The Indians have all the components to take the next step from their near .500 season in 2011.

There are positives amid the negatives of the old warhorses’ injuries and contract statuses. Grady Sizemore keeps getting hurt, but the Indians couldn’t have expected him to return to form nor expected him to stay healthy. His injury and absence will give them the chance to see what Ezequiel Carrera can do. Travis Hafner is in the final guaranteed year of his contract and some players manage to stay healthy when there’s a large amount of money on the line.

Carlos Santana is a mid-lineup run producer; they have a highly underrated 1-2 starting pitching punch with Justin Masterson and Ubaldo Jimenez; and their bullpen is deep.

Detroit Tigers

The entire season will come down to how obstinate Jim Leyland is about the decision to move Miguel Cabrera to third base.

I was about to say “experiment”, but is it really an experiment if we know what’s going to happen?

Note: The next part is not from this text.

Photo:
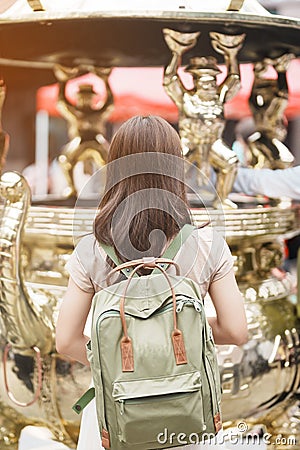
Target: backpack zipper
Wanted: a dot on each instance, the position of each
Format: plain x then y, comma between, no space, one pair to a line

He can’t play third; the Tigers have pitchers—Doug Fister, Rick Porcello and even Justin Verlander—who need their defense to succeed; and Leyland is adamant in saying that not only is Cabrera going to play third but that he won’t be removed for defense in the late innings in favor of the superior gloves of Don Kelly and Brandon Inge.

Eventually Leyland will probably bow to reality and Cabrera and Prince Fielder will share first base and DH.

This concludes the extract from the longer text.